A team of Italian scientists is planning to reassemble the skull of Lisa Gherardini, the 15th-century Italian woman believed to be the model for Leonardo da Vinci’s Mona Lisa.
The aim is to determine whether the mysterious smile in the painting is truly hers.
No scientific study has yet confirmed that it is possible to accurately depict a smile from a person’s own skull, but in fact, it is possible to create an accurate outline of a person’s mouth from the remaining skull bone. Since the corners of our lips are based on the outer edges of our canines, the structure of the skull can tell us the width of the mouth, while the angle and contact points between the upper and lower jaws tell us how the lips meet, and the enamel of an adult’s teeth can tell us the thickness of the lips. If these features do not match the lines on Leonardo da Vinci’s drawing, scientists can make a convincing conclusion that Lisa Gherardini was not Leonardo da Vinci’s “muse.” However, proving that Gherardini was the model for Mona Lisa’s legendary smile remains difficult, because a human skull tells us very little about how someone smiles. Most of the muscles that control smiling are software, and each person’s smile is a conditioned reflex, rather than a natural product of bone structure.
Facial reconstruction techniques are hoped to unlock the mystery behind the Mona Lisa’s smile.
Forensic science has come a long way in facial reconstruction over the past few decades. Scientists can now recreate the shape of someone’s face, the position of their eyes, the slope of their nose, or the curve of their jaw to within a few millimeters. However, the problem is that it is difficult to identify someone from a face reconstructed from so many features. Scientists have tried using medical scanning technology to create a 3D image of a living person’s skull and reconstruct the shape of their face from that 3D image, but it has also been difficult to identify a reconstructed face.

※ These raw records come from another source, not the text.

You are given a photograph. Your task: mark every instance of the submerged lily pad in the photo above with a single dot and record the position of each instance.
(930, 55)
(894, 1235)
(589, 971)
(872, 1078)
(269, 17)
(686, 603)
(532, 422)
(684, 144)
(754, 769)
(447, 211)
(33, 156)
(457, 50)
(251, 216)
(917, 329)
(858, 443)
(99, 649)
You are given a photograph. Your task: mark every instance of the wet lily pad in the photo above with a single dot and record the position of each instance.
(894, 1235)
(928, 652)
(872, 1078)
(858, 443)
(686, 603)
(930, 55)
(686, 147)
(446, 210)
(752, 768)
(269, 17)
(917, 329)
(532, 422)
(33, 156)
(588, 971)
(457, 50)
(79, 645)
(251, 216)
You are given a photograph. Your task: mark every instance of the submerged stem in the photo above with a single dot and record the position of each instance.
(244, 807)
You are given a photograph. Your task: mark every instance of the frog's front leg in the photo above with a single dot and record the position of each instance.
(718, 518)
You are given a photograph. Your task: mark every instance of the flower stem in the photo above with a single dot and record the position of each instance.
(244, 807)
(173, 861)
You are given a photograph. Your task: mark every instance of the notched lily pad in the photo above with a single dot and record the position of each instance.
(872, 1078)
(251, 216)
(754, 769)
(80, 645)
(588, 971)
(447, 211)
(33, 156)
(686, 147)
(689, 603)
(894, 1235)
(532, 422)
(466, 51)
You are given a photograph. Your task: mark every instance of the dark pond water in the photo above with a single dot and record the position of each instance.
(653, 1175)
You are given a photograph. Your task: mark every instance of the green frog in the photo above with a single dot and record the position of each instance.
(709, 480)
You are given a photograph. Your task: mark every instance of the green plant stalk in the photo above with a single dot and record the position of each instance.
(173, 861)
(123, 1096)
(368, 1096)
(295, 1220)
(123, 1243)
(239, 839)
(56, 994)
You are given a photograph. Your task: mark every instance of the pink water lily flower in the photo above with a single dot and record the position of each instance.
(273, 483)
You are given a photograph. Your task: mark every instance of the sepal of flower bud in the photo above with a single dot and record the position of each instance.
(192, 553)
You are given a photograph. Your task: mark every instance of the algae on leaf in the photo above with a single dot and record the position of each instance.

In a 2001 study, Australian forensic anthropologists used reconstruction technology to create 16 faces from four skulls, then challenged inexperienced observers to pick out a photo of a deceased person from a set of 10. The observers ultimately failed. The subjects identified only one of the 16 reconstructed faces. Other studies have shown that even people who know them have difficulty identifying reconstructed faces. Science has advanced greatly in the past decade, but forensic reconstructionists are still better at creating hypothetical images of human ancestors than faithfully recreating modern faces.
Furthermore, plans to recreate the face of the real Mona Lisa face will face other challenges. Gherardini was over 60 years old when she died (around 1551). Facial reconstructionists have a few techniques for “reversing” someone’s age, such as the peaks of the eyebrows, which are more obvious in older people. But crucially, Gherardini’s skull lacks teeth. If Gherardini’s gums were bare when she died, that would have foiled the idea of recreating her mouth.
Ultimately, despite Leonardo da Vinci’s reputation for retouching and “anatomizing” portraits, the Mona Lisa is still just a painting. It’s unclear whether Leonardo intended it to be a realistic image or a more iconographic version of his subject. Furthermore, Leonardo worked on the painting for years, which made the task of faithfully recreating every angle of his “muse’s” face extremely difficult.